# Best Herbicide for Killing Poa Annua in Bermuda Lawn?



## FlowRider (Apr 7, 2019)

I have some Poa Annua poking up in various areas of my lawn - some in clusters, most in isolated pockets all alone.

I have looked at Revolver, but the price is prohibitive ($250 + a bottle) and Negate which is more affordable (~$55).

I am also considering Katana, because it also can be used on yellow nutsedge, which I have a proliferation of yearly.

I already bought Certainty and Celsius per the "Bermuda Bible" but these don't really do much on Poa Annua it seems....

I did not get my pre-emergent down in the Fall, so that is probably why the Poa Annua is trying to make a comeback....
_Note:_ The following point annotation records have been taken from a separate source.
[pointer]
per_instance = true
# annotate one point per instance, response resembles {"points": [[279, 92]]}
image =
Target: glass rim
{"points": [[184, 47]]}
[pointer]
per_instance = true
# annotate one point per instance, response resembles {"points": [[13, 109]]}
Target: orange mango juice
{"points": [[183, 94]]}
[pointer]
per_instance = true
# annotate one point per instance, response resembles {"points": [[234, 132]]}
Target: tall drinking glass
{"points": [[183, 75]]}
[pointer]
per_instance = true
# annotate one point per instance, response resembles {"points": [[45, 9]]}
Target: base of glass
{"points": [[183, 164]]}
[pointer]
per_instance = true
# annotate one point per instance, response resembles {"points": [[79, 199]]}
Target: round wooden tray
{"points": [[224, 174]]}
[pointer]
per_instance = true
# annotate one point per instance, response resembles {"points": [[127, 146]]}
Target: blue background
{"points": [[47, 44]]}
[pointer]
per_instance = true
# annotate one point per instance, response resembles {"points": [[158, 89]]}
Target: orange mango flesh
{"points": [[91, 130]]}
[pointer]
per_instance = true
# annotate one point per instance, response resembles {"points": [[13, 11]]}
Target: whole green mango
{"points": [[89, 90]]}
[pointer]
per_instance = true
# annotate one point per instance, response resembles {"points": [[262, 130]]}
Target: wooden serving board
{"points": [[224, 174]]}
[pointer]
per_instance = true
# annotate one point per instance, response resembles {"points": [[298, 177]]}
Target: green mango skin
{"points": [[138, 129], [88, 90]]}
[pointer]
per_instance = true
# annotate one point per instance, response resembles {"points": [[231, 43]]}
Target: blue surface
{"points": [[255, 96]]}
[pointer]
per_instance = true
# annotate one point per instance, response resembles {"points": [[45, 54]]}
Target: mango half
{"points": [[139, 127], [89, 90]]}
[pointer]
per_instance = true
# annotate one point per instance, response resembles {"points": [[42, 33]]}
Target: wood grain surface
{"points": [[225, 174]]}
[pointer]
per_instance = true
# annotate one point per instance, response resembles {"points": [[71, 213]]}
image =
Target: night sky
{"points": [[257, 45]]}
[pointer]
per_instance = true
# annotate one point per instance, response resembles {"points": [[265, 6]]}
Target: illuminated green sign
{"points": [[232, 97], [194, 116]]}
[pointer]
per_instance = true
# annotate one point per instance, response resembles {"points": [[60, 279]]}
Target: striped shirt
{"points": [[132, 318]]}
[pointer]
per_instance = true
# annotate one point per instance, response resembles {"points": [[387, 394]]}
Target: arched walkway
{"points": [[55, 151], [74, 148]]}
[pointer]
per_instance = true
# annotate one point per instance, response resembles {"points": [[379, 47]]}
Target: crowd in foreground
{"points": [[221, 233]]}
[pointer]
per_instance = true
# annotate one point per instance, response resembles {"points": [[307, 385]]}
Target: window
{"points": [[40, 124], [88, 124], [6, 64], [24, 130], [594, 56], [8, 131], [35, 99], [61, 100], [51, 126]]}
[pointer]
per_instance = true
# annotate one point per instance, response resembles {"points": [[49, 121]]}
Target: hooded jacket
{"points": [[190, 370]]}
Here is a picture from my shaded side yard in my back yard - hodge podge of some St. Aug, Bermuda, and some weeds.

May I please ask for Forum members' thoughts on what they have used and what has worked? Dang Poa Annua!! :x


----------



## Gilley11 (Nov 3, 2019)

I've used Image for the nut sedge in my yard and it worked GREAT.


----------



## CenlaLowell (Apr 21, 2017)

I would not use Revolver for POA because there are much cheaper options. Negate+ simizine should take care of this.


----------



## Movingshrub (Jun 12, 2017)

CenlaLowell said:


> I would not use Revolver for POA because there are much cheaper options. Negate+ simizine should take care of this.


Revolver, Monument, Katana, or Negate, paired with Simazine. +1


----------



## Ortho-Doc (Feb 3, 2019)

Any thoughts on Certainty + Simazine? I know certainty is labeled for POA but wondered why you didn't include it on your list @Movingshrub .


----------



## Movingshrub (Jun 12, 2017)

Ortho-Doc said:


> Any thoughts on Certainty + Simazine? I know certainty is labeled for POA but wondered why you didn't include it on your list @Movingshrub .


For every weed, but poa specifically, I want it dead. 100% dead. I don't want to contribute to resistance.

http://www.mobileweedmanual.com/search-weed.aspx?SpeciesType=Turfgrass&PrePost=Post&TurfGrass=1&OrnamentalType=&Ornamental=&OrnamentalName=&WeedType=&WID=70

Certain is a contender, albeit not the strongest performer. However, I don't think I've ever seen it used at UT's Poa Day trials.


----------



## daniel3507 (Jul 31, 2018)

Wow. Didn't realize how expensive Monument is. Negate might be the most economical option for post emergent control


----------



## Ortho-Doc (Feb 3, 2019)

Understood. Point well taken.



Movingshrub said:


> Ortho-Doc said:
> 
> 
> > Any thoughts on Certainty + Simazine? I know certainty is labeled for POA but wondered why you didn't include it on your list @Movingshrub .
> ...


----------



## FlowRider (Apr 7, 2019)

Yeah, some of these herbicides for Poa Annua test one's desire to get rid of annual weeds because they cost so much.

I am getting to the point where Poa Annua will be all that is left though.

It steals nutrients, sunlight and water from my Bermuda lawn though.

So, I am going to have to spend some money and kill that dang Poa!!


----------



## FlowRider (Apr 7, 2019)

Thanks to everyone who provided feedback, @Gilley11, @CenlaLowell, @Movingshrub, @Ortho-Doc, and @daniel3507…!

I hope to get some more responses, but I realize it is still Winter most places in the USA, so responses will be slower....

I plan to take everyone's advice into account and go to Site One to purchase what I need - there is enough Poa to kill.


----------



## FlowRider (Apr 7, 2019)

I bought this quart bottle at Tractor Supply on clearance for $8.99.

It has 1.6% sulfentrazone which supposedly will kill Poa Annua.

Not sure if it will at this concentration.

I also had some weeds (waxy clover looking weeds) that survived my spot treatments so far.

I think I will try this in the turf areas and see what it can do.


----------